Так и есть. Свернули на деревянный мост через Кронверкскую протоку, проехали Иоанновские, а потом и Петровские ворота… На ярко освещенной площади у собора автомобиль остановился. Что там такое? Что это за люди в черном, с винтовками?.. Матросы!..
Кто-то распахнул дверцу мотора:
— Вылазьте!
На этот раз Горемыкину помогли депутат Родичев и унтер.
— Идти за мной! Руки за спину, — приказал какой-то высокий матрос с кольтом на поясе и двинулся в сторону собора.
Хабалов и Горемыкин пошли за матросом.
— Стать лицом к стенке, — приказал тот.
У собора, осыпанные снегом, уже стояли лицом почти вплотную к стене все, кого увезли из Таврического раньше.
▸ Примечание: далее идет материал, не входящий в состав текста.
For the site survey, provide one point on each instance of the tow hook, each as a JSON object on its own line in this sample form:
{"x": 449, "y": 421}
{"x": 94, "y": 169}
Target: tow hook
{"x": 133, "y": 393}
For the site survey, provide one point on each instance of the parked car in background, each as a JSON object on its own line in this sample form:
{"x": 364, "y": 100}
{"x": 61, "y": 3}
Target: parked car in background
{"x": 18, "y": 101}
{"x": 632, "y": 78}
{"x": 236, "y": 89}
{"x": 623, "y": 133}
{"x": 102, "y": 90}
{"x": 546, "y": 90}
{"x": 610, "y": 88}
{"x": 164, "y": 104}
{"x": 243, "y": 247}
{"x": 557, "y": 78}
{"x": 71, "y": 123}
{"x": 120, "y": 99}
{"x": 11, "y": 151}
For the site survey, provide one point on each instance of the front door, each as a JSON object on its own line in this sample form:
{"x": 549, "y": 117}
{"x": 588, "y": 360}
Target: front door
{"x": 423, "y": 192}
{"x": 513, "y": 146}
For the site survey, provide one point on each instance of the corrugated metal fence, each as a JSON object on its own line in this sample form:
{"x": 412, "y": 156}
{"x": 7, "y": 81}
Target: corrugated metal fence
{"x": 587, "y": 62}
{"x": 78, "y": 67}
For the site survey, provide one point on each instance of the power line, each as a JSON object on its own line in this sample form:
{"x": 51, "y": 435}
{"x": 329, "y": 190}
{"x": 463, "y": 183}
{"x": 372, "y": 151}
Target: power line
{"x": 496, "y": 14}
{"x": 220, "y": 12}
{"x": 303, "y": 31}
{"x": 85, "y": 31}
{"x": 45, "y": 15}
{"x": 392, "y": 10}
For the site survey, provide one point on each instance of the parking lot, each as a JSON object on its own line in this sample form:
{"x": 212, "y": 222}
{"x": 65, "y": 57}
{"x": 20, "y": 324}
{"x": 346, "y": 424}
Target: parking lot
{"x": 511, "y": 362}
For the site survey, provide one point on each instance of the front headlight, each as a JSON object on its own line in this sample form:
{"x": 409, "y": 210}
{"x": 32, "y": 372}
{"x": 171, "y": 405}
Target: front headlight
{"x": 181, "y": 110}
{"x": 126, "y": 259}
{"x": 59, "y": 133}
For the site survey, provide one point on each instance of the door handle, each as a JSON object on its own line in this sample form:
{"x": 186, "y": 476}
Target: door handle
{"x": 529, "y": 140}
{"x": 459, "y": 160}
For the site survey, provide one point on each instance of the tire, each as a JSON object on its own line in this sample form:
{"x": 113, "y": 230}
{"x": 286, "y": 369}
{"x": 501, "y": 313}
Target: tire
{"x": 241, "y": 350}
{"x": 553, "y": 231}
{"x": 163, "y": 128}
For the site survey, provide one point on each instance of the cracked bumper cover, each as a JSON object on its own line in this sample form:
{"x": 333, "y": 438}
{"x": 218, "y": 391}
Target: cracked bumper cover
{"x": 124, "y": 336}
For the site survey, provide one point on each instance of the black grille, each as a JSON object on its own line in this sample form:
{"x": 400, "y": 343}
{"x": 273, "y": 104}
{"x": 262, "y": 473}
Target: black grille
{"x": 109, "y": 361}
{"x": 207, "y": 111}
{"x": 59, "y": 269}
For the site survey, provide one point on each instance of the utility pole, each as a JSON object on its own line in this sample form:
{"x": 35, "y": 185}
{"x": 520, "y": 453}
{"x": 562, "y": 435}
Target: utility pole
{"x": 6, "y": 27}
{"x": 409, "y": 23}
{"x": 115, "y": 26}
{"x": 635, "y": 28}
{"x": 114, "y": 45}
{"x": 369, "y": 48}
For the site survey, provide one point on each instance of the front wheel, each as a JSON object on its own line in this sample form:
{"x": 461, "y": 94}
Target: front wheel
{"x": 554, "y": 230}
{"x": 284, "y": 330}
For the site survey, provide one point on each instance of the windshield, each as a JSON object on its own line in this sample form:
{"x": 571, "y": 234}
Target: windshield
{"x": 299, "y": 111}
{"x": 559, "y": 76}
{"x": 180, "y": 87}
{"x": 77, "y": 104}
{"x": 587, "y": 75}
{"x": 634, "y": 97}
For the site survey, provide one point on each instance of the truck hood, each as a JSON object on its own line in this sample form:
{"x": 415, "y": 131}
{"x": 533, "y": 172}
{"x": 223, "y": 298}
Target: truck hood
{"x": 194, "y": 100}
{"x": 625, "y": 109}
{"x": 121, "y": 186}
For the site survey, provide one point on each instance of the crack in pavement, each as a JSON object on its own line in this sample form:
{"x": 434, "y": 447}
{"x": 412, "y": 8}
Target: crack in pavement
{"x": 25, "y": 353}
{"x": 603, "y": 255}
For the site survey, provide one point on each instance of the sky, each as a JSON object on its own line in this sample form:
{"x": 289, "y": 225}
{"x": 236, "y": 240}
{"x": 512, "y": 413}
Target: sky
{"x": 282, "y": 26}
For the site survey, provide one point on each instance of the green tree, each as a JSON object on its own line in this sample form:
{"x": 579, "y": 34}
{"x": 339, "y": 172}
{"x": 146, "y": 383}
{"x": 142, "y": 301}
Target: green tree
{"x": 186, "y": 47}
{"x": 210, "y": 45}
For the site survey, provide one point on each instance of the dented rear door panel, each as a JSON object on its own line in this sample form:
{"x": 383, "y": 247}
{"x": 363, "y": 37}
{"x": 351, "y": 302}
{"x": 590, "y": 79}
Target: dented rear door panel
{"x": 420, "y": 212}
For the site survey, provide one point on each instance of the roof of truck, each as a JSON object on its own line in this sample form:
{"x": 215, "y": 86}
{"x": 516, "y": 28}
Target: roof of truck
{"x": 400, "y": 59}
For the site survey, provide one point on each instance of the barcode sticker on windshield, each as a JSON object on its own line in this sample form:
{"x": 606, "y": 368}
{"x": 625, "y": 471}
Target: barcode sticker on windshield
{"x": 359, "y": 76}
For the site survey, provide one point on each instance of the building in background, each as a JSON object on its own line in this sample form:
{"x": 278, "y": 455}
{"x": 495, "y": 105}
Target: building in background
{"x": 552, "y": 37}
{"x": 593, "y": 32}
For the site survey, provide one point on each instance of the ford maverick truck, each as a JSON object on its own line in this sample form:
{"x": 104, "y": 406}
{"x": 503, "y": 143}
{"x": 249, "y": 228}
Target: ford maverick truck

Стал и Хабалов. За спиной слышались какие-то деловые спокойные голоса, поскрипыванье шагов, звяканье оружия… Там к чему-то готовились.
Падал снег. Слышно было, как подъехали еще две машины. Раздавалась команда:
— Стать лицом к стенке!
Рядом с Хабаловым уткнулся лицом в желтую стену тот старичок сенатор, который упал давеча со стула.
«Что же это такое? Неужели расстрел? Без суда и следствия?»
Хабалов мелко покрестил грудь.
«Помоги, господи… Прости, господи! Да будет воля твоя!»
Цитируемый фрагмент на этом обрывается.